Thomas Downing, the cashier of the Downingtown National Bank, takes a particular delight in taking the ladies out driving, and if some of his lady friends would use the proper diplomacy he might be induced to become a benedict before it is too late.


Joseph R. Downing is President of the National Bank and has lived a contented single life so long that the ladies who have admired him in vain have pronounced him a confirmed bachelor.  But who knows but what he might follow the example of ex-President Harrison and yet take unto himself the luxury of a wife.

Jesse H. Roberts is one of the most gentlemanly men in the town in the eyes of the ladies, and many a fair one's heart has regretted the fact of not being able to charm the blond politician sufficiently to have him enter the matrimonial arena.  If you can get him he would make a model husband.

W. H. Wells, of the firm Wells & Walker, has basked in the sunshine of many summers, and judging from the grace and activity he exercises yet in skating, he would be just as alert and obliging to a wife as many a husband or more tender years.

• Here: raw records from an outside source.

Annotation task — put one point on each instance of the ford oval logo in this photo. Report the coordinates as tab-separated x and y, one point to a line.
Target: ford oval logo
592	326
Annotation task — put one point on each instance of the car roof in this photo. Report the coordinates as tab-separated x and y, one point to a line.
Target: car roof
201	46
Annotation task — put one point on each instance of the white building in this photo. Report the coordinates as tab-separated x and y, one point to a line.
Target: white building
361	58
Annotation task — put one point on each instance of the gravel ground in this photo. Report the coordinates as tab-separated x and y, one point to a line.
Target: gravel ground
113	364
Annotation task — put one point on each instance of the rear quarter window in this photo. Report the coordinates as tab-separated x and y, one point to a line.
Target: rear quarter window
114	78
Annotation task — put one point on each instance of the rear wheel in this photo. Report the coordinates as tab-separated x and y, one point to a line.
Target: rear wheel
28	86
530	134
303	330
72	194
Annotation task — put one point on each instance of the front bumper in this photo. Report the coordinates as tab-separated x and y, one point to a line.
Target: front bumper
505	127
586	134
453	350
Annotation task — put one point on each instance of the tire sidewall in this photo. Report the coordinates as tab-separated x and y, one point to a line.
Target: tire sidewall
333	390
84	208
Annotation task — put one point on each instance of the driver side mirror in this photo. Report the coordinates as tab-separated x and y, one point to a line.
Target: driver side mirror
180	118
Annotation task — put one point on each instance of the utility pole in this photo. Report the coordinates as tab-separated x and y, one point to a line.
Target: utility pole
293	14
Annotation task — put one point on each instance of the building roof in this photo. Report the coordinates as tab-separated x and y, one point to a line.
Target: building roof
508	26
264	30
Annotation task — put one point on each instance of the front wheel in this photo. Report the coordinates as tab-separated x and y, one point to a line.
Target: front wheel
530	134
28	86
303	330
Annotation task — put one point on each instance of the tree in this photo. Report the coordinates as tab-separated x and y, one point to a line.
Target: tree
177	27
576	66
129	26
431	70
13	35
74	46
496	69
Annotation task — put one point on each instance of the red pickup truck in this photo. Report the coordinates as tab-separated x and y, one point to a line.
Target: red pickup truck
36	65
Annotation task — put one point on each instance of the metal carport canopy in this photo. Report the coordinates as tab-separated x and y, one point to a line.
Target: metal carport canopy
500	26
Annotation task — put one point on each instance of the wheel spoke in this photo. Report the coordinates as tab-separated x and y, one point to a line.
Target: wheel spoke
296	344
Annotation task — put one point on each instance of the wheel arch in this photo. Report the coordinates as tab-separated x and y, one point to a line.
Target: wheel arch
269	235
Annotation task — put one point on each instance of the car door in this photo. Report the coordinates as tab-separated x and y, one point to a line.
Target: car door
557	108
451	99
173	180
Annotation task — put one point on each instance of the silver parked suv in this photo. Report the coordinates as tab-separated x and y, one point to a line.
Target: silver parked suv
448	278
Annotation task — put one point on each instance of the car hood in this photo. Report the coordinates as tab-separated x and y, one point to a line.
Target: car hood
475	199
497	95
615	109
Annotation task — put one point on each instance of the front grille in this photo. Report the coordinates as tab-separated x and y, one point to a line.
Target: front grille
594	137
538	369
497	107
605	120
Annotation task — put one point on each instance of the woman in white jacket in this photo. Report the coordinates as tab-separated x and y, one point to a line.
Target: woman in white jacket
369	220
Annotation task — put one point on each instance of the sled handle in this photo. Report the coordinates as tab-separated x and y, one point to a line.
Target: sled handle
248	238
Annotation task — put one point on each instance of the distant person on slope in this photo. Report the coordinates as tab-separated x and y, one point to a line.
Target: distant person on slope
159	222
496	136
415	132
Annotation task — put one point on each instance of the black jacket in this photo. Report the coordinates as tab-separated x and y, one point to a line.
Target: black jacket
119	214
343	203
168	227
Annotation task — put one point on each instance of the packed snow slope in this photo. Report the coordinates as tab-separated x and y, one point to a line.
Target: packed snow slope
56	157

Samuel Worrall is one of the handsome young men of the east ward, and has so many nice girls that he is unable to select the one he would like best for a life partner.  His friends think perhaps a country girl will warm his heart best.

William McFarlan has been on the list for many years, but has not yet given up the idea of getting someone to caress him in his last years.

Captain G. C. M. Eicholtz has always lived a single life, and why that has been so is a fault that has laid entirely with himself.  While he remains so rosy cheeked and handsome there is yet hope for the woman who shows him attention.